Di giorno, conseguentemente, sono stanchi, irritabili e nervosi. Ciò interferisce nelle attività quotidiane: comporta difficoltà di concentrazione e di attenzione che gravano sul rendimento scolastico, favorisce l’insorgenza di stati ansiosi, influendo sull’umore e sugli impulsi, con manifestazioni di aggressività, irritabilità e comportamenti antisociali. Alcuni cercano di compensare dormendo il pomeriggio insieme al nonno ottantenne a scapito dello studio, di attività sportive o ricreative.

Alcuni genitori non si rendono conto della entità e delle conseguenze del fenomeno perché crollano sfiniti da una intensa giornata di lavoro, corse e preoccupazioni. Ne vedono solo le conseguenze: un figlio o una figlia che ciondolano dal letto al divano durante il giorno, isterici e nervosi. Spesso attribuiscono il tutto all’età (è ancora largamente diffusa la convinzione che l’adolescenza sia difficile per tutti, sia un’età complicata e che qualunque strano atteggiamento e comportamento del proprio figlio sia da attribuire ai mutamenti ormonali). D’altronde chi non ha cercato di fregare i propri genitori finendo di leggere il libro sotto le coperte con la pila?

Altri si alzano due o tre volte nel corso della notte sollecitando il proprio figlio o figlia a spegnere il pc o la tv o posare il cellulare: a seconda della stanchezza e del sonno la sollecitazione oscilla tra una fare rassegnato e urla e punizioni.

Altri, gli eroici, provano a porre delle regole come eliminare i dispositivi elettronici dalla camera, cellulare compreso. Ovviamente gestendo, chi più o chi meno, le ire funeste del pargolo che si sente defraudato delle uniche possibilità di socializzazione, costretto ad una vita futura da disadattato e “sfigato”. 

Tralascio in questa semplicistica categorizzazione i genitori che fanno compagnia al proprio figlio o alla propria figlia e che approfittano della notte insonne per dimostrare a sé stessi di essere giovani e al mondo di essere dei genitori presenti che passano del tempo con i propri figli condividendo il nunero dei like o la vincita su Fortnite.

Il fenomeno non va sottovalutato sia per le conseguenze fisiche che psicologiche. E non va sottovalutato in particolare in questo periodo storico dove una pandemia e le conseguenti limitazioni in termini di spostamenti, frequentazioni, attività favoriscono il ricorso al web, ai social, alle serie no limits per gestire la noia o per compensare la mancanza di opportunità di socializzazione.

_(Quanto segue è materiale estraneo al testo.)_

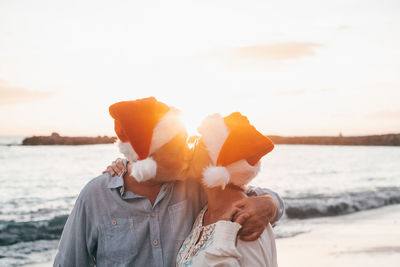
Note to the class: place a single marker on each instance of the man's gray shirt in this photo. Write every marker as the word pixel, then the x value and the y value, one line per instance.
pixel 109 226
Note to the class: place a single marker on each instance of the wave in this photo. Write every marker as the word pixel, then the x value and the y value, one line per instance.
pixel 310 206
pixel 323 205
pixel 12 232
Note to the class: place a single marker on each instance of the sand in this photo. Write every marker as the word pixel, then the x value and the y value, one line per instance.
pixel 368 238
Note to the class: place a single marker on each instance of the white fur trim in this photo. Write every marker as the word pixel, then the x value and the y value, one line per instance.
pixel 213 133
pixel 127 150
pixel 242 172
pixel 214 176
pixel 166 129
pixel 143 170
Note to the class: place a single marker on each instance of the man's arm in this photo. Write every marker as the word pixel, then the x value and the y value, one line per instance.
pixel 280 206
pixel 263 207
pixel 75 246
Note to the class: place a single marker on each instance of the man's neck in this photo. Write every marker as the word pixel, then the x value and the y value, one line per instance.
pixel 146 189
pixel 220 201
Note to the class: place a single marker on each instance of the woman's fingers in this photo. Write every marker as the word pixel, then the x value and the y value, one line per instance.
pixel 230 214
pixel 241 217
pixel 250 237
pixel 120 166
pixel 110 171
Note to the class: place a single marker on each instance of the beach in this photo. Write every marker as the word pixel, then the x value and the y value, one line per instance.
pixel 333 196
pixel 368 238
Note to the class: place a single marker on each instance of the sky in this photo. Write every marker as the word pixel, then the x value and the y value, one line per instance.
pixel 292 67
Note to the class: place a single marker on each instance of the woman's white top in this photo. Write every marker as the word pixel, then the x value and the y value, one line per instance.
pixel 217 245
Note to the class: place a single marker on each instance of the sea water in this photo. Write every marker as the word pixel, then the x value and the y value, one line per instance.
pixel 39 185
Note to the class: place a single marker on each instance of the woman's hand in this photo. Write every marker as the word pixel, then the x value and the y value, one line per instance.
pixel 116 167
pixel 235 214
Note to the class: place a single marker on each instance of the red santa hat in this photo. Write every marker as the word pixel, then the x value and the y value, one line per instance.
pixel 235 148
pixel 143 126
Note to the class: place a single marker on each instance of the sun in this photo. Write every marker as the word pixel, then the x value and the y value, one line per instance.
pixel 192 120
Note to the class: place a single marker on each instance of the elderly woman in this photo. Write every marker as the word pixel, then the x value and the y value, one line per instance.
pixel 228 155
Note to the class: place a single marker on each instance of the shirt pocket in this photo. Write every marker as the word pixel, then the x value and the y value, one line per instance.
pixel 180 225
pixel 120 244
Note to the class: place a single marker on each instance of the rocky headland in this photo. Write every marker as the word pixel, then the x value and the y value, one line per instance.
pixel 56 139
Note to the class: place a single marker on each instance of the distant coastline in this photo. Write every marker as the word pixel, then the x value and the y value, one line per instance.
pixel 367 140
pixel 56 139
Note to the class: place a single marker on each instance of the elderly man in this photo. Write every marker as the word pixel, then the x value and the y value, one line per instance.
pixel 138 218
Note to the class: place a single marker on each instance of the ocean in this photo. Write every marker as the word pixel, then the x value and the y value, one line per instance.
pixel 39 185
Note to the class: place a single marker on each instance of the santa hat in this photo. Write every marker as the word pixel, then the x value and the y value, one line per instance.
pixel 143 126
pixel 235 148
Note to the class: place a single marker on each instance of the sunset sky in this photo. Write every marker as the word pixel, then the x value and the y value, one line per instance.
pixel 293 67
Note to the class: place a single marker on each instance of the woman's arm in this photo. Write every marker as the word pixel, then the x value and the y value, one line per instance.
pixel 226 251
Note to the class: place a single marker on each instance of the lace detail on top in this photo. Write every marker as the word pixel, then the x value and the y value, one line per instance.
pixel 190 248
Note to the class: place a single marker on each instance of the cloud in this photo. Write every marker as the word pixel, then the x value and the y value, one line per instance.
pixel 10 95
pixel 385 114
pixel 297 92
pixel 343 27
pixel 281 51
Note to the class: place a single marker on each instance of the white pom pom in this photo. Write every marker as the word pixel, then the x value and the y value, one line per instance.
pixel 143 170
pixel 216 176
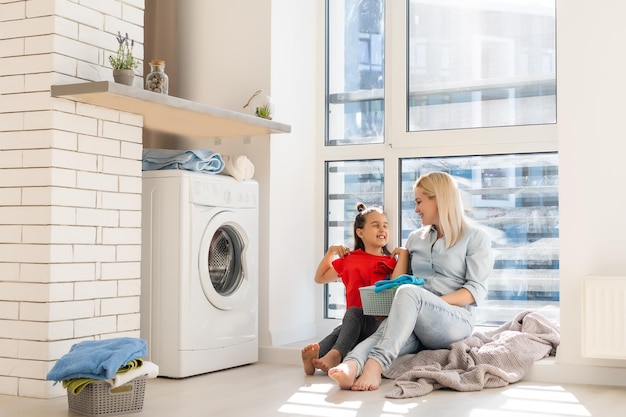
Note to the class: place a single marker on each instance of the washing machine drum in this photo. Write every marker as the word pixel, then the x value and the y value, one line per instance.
pixel 223 267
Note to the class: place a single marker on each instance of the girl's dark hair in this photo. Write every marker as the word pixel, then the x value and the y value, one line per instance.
pixel 359 223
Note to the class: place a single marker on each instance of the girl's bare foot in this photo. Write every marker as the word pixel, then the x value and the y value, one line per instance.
pixel 309 355
pixel 330 360
pixel 370 379
pixel 344 374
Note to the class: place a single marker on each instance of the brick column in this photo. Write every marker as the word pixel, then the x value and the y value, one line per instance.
pixel 70 188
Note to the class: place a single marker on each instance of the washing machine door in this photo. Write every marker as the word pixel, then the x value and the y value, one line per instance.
pixel 222 261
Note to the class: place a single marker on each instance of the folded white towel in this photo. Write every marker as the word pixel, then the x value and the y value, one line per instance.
pixel 147 369
pixel 238 167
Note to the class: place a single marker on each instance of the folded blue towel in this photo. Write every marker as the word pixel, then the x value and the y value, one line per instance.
pixel 200 160
pixel 97 359
pixel 383 284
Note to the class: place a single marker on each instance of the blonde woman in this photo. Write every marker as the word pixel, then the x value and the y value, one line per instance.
pixel 455 259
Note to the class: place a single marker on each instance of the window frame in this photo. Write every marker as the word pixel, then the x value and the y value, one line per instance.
pixel 400 143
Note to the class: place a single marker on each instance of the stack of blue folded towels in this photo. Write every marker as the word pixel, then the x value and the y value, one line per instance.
pixel 384 284
pixel 198 160
pixel 93 360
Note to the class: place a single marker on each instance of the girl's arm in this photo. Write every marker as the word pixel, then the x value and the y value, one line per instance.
pixel 325 271
pixel 402 264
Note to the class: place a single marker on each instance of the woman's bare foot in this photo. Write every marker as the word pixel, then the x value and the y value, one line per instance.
pixel 330 360
pixel 344 374
pixel 309 356
pixel 370 379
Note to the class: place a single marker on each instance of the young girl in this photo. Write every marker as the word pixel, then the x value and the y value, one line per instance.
pixel 371 261
pixel 455 259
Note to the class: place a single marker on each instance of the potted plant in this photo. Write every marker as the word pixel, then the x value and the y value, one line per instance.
pixel 123 62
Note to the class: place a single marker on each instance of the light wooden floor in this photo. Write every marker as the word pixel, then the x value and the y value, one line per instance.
pixel 263 389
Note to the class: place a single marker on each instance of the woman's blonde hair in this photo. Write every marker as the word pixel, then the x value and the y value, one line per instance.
pixel 441 186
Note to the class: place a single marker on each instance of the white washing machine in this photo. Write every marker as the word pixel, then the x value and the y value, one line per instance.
pixel 199 271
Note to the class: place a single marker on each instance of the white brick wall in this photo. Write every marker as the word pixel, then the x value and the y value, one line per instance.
pixel 70 188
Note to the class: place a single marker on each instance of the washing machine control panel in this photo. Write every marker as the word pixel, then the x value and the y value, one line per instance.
pixel 233 193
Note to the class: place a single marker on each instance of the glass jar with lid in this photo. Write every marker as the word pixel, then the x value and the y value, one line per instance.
pixel 157 80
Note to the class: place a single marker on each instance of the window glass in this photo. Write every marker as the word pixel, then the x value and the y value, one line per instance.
pixel 348 183
pixel 514 198
pixel 356 79
pixel 480 63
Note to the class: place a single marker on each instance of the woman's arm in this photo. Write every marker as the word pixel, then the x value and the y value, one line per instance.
pixel 325 272
pixel 402 264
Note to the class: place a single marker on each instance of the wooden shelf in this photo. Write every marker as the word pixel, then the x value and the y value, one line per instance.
pixel 169 114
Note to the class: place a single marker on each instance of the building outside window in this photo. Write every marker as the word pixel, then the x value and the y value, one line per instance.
pixel 476 99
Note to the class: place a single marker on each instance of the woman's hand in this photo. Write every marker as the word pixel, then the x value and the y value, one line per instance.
pixel 339 250
pixel 400 251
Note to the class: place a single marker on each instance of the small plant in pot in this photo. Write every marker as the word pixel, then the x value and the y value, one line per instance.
pixel 123 62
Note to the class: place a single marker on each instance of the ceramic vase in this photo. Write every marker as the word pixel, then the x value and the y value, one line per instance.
pixel 124 76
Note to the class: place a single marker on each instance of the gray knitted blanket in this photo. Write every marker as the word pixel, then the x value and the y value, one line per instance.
pixel 484 360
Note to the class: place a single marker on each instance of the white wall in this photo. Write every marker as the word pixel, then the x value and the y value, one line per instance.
pixel 591 90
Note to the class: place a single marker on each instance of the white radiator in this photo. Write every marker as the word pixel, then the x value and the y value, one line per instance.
pixel 604 317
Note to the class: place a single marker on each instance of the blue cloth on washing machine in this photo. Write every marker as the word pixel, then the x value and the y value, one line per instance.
pixel 200 160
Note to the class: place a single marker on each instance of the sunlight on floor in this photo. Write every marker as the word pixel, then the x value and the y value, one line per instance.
pixel 538 401
pixel 312 400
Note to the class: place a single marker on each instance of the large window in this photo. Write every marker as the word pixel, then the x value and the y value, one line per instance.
pixel 515 199
pixel 462 86
pixel 481 63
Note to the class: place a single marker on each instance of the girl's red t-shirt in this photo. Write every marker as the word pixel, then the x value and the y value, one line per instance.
pixel 360 269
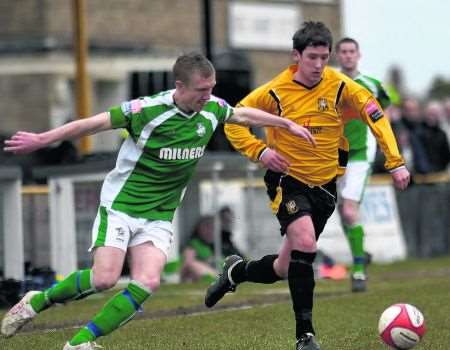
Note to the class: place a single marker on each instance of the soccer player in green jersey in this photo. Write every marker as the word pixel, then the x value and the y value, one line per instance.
pixel 361 156
pixel 168 135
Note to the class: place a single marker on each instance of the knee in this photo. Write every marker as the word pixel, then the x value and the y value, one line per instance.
pixel 104 280
pixel 150 281
pixel 349 215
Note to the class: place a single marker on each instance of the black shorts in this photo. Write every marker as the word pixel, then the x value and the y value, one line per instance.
pixel 300 199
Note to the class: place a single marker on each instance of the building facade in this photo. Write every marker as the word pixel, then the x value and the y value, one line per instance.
pixel 132 44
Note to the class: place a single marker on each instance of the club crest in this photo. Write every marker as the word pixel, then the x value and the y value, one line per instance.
pixel 322 104
pixel 291 207
pixel 201 130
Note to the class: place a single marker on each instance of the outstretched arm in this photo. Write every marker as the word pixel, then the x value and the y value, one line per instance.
pixel 254 117
pixel 24 142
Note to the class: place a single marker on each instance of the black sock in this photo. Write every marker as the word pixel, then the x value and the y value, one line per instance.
pixel 258 271
pixel 301 284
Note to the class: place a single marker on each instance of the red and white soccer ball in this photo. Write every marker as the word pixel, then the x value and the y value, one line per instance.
pixel 401 326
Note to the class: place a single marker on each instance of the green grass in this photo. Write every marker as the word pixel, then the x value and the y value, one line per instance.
pixel 175 318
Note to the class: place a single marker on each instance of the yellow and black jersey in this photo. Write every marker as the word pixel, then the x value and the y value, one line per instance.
pixel 320 109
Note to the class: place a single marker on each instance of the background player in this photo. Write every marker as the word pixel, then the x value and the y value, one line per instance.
pixel 362 150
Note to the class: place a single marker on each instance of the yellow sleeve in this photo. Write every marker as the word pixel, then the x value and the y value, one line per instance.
pixel 371 113
pixel 240 136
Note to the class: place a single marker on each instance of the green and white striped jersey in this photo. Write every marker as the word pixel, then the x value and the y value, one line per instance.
pixel 362 142
pixel 157 160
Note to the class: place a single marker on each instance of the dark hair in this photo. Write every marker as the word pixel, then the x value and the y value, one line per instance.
pixel 191 63
pixel 346 40
pixel 312 34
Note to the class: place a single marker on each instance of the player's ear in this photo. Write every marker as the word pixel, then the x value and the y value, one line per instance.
pixel 295 55
pixel 179 84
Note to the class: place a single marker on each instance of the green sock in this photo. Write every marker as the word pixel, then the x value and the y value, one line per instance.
pixel 355 235
pixel 75 286
pixel 116 312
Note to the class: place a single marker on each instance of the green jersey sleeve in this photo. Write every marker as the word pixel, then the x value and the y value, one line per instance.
pixel 376 88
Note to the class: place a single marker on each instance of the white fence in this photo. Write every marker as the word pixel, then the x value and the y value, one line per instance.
pixel 11 229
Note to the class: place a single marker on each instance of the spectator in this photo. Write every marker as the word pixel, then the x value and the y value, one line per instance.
pixel 434 139
pixel 446 120
pixel 198 255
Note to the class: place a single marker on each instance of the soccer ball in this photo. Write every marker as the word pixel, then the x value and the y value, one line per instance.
pixel 401 326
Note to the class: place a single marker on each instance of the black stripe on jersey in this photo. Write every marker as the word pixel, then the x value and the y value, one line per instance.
pixel 338 96
pixel 277 100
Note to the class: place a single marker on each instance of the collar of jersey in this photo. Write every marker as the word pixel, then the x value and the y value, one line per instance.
pixel 171 102
pixel 293 69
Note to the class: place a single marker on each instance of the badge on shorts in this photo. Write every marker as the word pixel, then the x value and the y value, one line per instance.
pixel 291 207
pixel 322 104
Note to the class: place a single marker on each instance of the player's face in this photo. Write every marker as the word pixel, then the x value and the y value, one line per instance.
pixel 192 96
pixel 311 63
pixel 348 56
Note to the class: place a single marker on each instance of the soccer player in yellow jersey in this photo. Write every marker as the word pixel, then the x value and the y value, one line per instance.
pixel 301 177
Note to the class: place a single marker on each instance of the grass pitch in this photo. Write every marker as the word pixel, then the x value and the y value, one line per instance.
pixel 260 316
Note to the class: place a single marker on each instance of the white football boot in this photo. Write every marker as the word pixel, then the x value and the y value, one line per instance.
pixel 85 346
pixel 19 315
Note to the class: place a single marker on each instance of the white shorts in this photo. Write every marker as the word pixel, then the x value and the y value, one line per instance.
pixel 352 184
pixel 116 229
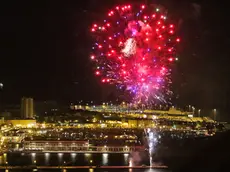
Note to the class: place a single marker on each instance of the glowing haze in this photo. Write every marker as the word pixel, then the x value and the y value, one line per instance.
pixel 134 48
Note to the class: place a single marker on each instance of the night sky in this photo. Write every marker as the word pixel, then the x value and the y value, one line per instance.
pixel 45 47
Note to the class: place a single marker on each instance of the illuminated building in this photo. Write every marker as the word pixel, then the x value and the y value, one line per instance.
pixel 27 108
pixel 25 123
pixel 75 146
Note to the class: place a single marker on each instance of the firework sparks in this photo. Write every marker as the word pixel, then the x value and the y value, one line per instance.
pixel 134 49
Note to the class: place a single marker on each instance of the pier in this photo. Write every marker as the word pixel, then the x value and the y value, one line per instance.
pixel 82 167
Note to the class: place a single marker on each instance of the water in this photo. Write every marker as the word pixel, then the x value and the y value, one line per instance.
pixel 74 159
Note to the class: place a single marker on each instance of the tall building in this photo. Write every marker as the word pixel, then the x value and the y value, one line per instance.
pixel 27 108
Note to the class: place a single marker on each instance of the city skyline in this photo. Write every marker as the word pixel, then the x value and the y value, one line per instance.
pixel 45 53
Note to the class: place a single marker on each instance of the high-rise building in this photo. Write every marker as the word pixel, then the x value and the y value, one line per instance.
pixel 27 108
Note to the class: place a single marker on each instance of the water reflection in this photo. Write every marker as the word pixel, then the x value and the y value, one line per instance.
pixel 60 158
pixel 47 158
pixel 105 159
pixel 33 158
pixel 73 157
pixel 126 158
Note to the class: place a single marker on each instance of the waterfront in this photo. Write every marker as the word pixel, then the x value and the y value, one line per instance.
pixel 71 159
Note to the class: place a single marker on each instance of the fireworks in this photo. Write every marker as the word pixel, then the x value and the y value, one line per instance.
pixel 134 49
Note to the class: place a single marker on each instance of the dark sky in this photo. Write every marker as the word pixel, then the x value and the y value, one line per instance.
pixel 44 49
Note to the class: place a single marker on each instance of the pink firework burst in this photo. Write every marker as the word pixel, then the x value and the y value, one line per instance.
pixel 134 49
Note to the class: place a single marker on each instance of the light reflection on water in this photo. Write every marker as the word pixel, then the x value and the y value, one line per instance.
pixel 105 159
pixel 69 159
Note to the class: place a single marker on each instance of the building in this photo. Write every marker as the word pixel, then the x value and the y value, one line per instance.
pixel 25 123
pixel 75 146
pixel 27 108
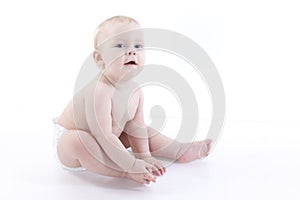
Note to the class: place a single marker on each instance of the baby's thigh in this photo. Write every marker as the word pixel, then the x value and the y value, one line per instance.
pixel 124 139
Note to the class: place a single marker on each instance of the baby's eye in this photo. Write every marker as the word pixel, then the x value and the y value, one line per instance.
pixel 138 46
pixel 120 46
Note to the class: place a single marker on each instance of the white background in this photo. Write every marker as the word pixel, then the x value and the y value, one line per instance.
pixel 255 46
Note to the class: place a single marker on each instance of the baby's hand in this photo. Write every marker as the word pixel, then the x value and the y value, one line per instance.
pixel 156 167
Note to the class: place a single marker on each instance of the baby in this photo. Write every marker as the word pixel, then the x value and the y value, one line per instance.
pixel 105 118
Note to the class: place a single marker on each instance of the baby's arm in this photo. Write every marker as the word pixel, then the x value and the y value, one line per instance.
pixel 137 134
pixel 98 114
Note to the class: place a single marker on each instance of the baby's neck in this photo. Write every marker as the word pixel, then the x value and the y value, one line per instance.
pixel 113 83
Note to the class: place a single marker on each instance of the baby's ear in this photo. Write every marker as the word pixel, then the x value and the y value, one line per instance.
pixel 98 59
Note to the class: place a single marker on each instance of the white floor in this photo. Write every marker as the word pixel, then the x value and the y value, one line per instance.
pixel 251 161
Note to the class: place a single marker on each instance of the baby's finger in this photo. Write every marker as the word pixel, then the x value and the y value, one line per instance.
pixel 149 177
pixel 161 168
pixel 154 170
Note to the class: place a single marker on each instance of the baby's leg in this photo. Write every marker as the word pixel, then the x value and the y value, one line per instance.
pixel 78 148
pixel 163 146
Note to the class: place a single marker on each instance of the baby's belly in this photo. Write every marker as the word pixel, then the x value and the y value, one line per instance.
pixel 117 131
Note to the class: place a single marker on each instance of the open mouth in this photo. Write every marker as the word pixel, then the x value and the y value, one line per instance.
pixel 131 63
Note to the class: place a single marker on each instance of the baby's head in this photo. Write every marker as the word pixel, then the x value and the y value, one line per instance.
pixel 118 49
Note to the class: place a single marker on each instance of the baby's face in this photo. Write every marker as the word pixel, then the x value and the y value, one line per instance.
pixel 122 49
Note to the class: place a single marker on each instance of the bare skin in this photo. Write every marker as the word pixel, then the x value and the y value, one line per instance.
pixel 106 117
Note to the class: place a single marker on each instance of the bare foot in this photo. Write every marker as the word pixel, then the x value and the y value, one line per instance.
pixel 196 150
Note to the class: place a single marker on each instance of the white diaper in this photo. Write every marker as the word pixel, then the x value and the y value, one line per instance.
pixel 58 131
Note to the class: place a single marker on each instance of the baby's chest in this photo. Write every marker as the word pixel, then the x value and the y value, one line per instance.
pixel 123 110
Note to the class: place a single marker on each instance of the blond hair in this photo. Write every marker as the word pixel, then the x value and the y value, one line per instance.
pixel 99 30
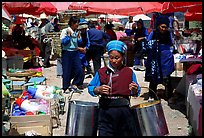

La privazione di sonno incide sulla concentrazione e di conseguenza sul rendimento scolastico. L’insuccesso scolastico si riflette non solo in termini oggettivi sulle opportunità personali e professionali future, ma in prima battuta sull’autostima, sulle aspettative di riuscita ecc. ecc.. La stanchezza da un lato e la dipendenza dall’altro induce poi ad abbandonare sport, passioni, attività exstrascolastiche con la conseguente limitazione nelle opportunità di formazione e sviluppo di lifeskills. 

Qualche giorno fa ero ferma al semaforo e sul lunotto posteriore dell’auto davanti a me c’era scritto: “Una volta avevo una vita. Ora ho un computer e una connessione wi-fi”. Riflettiamoci gente.